The price of bitcoin has had a good month for the first time in a while.
After falling for several months, it increased by more than 17 percent in July, its greatest result since October. Since January 2021, ether has increased by 57 percent, its biggest monthly growth.
Investors believed that economic weakness would prevent the Fed from quickly tightening monetary policy, which is why the rally coincided with advances in riskier assets like equities.
The 40-day correlation between Bitcoin and the tech-focused Nasdaq (.IXIC) is now 0.90, up from 0.41 in January. A correlation of 1 indicates that their prices move in unison.
Since late November, the primary cryptocurrency has been favourably correlated with the Nasdaq, in contrast to previous years when it would frequently turn negative, signifying they travelled in the opposite direction.
Itai Avneri, deputy CEO of bitcoin trading website INX, described the convergence in July as “good news.”
“It means institutional investors are looking at bitcoin like any other asset,” he said. “When the market turns – and it will turn – these institutions will come back and invest in crypto.”
Gains were not limited to bitcoin; according to CoinGecko data, the market capitalization of all cryptocurrencies surpassed $1.15 trillion last month, up more than $255 billion from the end of June.
According to data firm CryptoCompare, assets under management in digital asset investment products increased 16.9% to $25.9 billion in July, reversing a decline of 36.8% in June.
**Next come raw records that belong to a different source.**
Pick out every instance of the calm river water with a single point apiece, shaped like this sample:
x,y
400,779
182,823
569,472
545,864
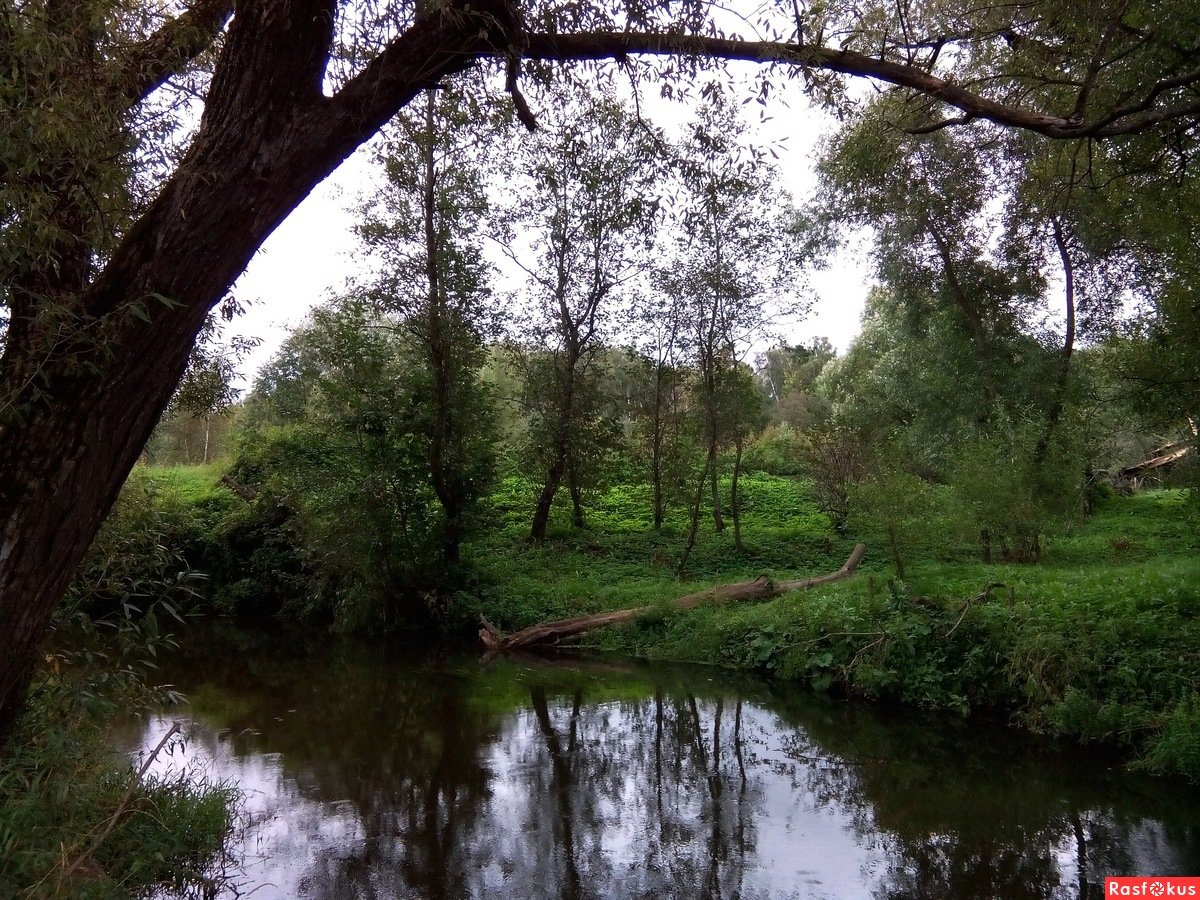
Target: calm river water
x,y
393,772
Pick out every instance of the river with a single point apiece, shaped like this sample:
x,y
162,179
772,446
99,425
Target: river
x,y
373,771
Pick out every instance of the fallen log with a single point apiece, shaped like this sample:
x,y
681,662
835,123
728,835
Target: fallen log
x,y
551,633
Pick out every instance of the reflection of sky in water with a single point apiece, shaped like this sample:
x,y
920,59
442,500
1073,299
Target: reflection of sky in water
x,y
630,799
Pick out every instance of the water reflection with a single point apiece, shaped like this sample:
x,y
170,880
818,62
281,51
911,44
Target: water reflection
x,y
367,775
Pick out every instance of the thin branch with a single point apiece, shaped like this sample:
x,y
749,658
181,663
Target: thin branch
x,y
147,66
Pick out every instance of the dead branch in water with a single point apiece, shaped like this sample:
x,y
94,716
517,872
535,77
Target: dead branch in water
x,y
761,588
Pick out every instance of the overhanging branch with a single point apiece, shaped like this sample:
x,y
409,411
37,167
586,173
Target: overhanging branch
x,y
617,45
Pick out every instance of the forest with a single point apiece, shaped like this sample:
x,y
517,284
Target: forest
x,y
558,384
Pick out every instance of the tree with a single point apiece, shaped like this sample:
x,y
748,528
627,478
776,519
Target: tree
x,y
586,203
736,265
113,255
424,231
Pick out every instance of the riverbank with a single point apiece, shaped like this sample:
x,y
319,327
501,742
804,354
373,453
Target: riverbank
x,y
1097,642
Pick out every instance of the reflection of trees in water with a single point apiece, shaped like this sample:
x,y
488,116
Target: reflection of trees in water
x,y
640,798
454,784
963,816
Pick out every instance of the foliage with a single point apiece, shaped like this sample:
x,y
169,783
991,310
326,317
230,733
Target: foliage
x,y
66,798
349,479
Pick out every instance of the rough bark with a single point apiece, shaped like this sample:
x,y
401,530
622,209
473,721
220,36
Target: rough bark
x,y
79,402
552,633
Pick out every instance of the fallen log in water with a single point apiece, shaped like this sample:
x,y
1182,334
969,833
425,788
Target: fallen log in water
x,y
551,633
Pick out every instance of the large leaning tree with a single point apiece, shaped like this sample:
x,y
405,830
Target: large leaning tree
x,y
113,251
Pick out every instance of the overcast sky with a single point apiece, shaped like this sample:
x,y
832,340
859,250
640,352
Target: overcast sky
x,y
311,253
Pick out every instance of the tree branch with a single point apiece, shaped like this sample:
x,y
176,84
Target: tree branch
x,y
613,45
145,66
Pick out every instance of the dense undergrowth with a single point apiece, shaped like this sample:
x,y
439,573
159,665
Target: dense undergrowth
x,y
1099,641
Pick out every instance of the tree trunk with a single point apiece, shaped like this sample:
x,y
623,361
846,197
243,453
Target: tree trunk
x,y
1059,395
694,526
76,412
735,498
545,503
761,588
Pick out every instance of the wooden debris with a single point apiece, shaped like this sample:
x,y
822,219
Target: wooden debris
x,y
552,633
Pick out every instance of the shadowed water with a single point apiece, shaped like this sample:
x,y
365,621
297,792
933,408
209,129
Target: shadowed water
x,y
373,772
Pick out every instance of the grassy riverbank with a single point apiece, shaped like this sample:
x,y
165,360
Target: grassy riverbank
x,y
1098,642
77,822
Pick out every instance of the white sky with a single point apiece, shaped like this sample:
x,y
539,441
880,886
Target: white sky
x,y
311,255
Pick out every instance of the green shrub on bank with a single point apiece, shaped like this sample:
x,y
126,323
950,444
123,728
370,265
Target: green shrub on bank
x,y
76,822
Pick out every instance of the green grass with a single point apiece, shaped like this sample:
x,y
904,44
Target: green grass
x,y
1099,641
75,821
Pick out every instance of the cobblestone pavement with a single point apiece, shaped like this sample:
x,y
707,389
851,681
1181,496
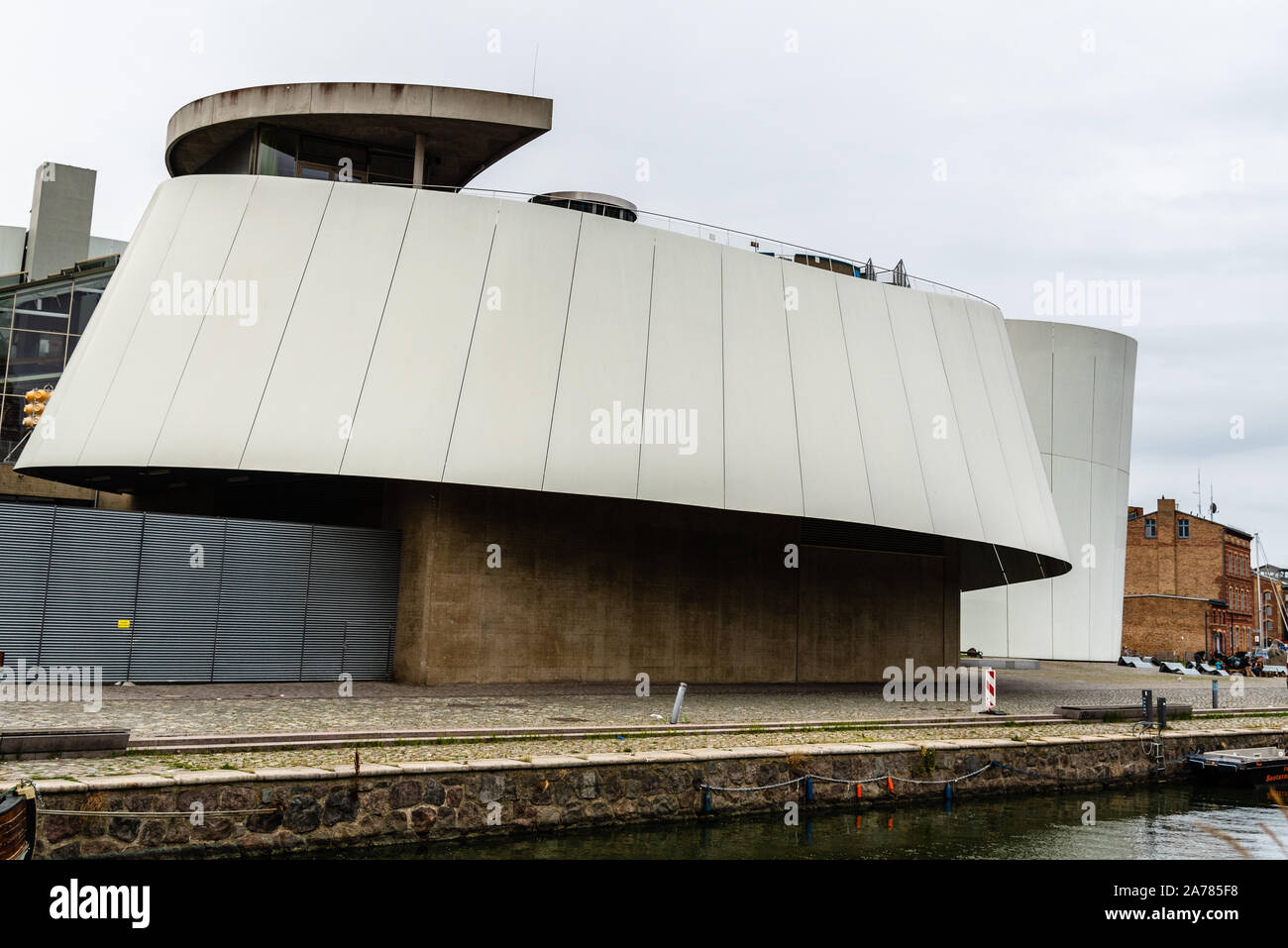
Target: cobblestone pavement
x,y
166,764
267,708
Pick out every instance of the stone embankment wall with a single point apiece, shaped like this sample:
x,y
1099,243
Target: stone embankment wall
x,y
309,807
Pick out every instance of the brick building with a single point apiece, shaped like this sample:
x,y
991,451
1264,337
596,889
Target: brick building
x,y
1189,584
1271,586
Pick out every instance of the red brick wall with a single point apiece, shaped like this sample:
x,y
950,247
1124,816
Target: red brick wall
x,y
1210,563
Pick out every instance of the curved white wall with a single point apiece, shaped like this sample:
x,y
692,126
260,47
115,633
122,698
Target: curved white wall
x,y
1078,384
469,339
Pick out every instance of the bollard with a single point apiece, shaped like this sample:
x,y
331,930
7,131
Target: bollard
x,y
679,703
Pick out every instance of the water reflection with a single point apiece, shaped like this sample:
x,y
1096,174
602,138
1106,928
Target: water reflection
x,y
1154,823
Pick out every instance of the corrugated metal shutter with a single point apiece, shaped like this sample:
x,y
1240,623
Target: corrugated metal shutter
x,y
93,579
353,578
271,601
174,625
25,539
261,634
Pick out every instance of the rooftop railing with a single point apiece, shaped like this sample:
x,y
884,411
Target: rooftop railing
x,y
862,269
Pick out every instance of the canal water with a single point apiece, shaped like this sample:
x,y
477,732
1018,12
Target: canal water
x,y
1162,822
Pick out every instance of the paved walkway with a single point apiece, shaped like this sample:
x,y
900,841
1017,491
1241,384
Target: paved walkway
x,y
268,708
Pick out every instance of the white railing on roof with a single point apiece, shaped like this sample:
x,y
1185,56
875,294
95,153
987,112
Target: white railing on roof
x,y
747,241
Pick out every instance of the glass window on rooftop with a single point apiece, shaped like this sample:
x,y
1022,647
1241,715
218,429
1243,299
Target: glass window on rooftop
x,y
43,309
85,296
35,360
277,149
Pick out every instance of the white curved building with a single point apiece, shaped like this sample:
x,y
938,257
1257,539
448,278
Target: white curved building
x,y
1078,384
835,458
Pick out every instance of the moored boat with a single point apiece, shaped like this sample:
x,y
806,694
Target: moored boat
x,y
1252,766
18,822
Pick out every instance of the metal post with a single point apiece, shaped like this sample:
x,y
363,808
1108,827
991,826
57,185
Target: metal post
x,y
417,172
679,703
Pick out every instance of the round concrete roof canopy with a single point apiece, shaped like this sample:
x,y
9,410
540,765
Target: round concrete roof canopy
x,y
467,129
587,196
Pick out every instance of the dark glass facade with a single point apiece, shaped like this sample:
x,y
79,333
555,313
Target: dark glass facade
x,y
40,325
286,154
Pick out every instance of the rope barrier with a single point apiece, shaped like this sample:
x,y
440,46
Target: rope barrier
x,y
849,784
948,781
154,814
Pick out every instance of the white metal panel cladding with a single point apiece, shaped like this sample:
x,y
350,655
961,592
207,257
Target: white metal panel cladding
x,y
271,247
498,296
106,340
206,599
163,334
1078,384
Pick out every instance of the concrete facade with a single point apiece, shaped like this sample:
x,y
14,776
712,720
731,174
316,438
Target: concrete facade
x,y
520,586
462,132
480,360
62,207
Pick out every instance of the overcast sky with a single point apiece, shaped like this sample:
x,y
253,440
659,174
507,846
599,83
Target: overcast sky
x,y
990,146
Trading volume has been low, signalling that many investors believe it is too early to turn optimistic given the macroeconomic backdrop’s extreme uncertainty, which includes runaway inflation, an impending recession in America and Europe, the collapse of some major cryptocurrency players, and many other factors.
CryptoCompare reports that the average daily volumes for all digital asset investment products fell by 44.6 percent to $122 million, the lowest level since September 2020.
“On a medium-term horizon, we’re bearish (on crypto) despite the current bounce, this aligns with our stance on equities,” on Friday, experts at MacroHive published a report noting inflation, recession concerns, and rate increases.
After surpassing $24,000 last week, the price of bitcoin is now stable at $23,336, trading at a steady distance from it.
According to Chris Terry, vice-president at lending platform SmartFi, it will probably continue to trade in a narrow range of roughly $20,000, plus or minus 10% to 15%, until there is more clarity regarding the economy’s trajectory.
“We could be in this stalled market for weeks and weeks.”
On the other hand, according to Russell Starr, CEO of Valour, which develops exchange-traded products for digital assets, if the United States experiences a protracted recessionary period and the Fed is compelled to lower interest rates, bitcoin may profit.
“You’re going to have to see another quarter of recession before you see a resumption back up to the lofty $60,000 levels,” he said.
According to Adrian Kenny, senior sales trader at GlobalBlock, the upcoming few months could be quite difficult for investors who bought into cryptocurrency during its boom at the height of loose monetary policy during the pandemic.
“There is still an undoubtedly considerable mountain to climb in terms of ‘normality’ or the hopes of a return to the highs of 2021 anytime soon.”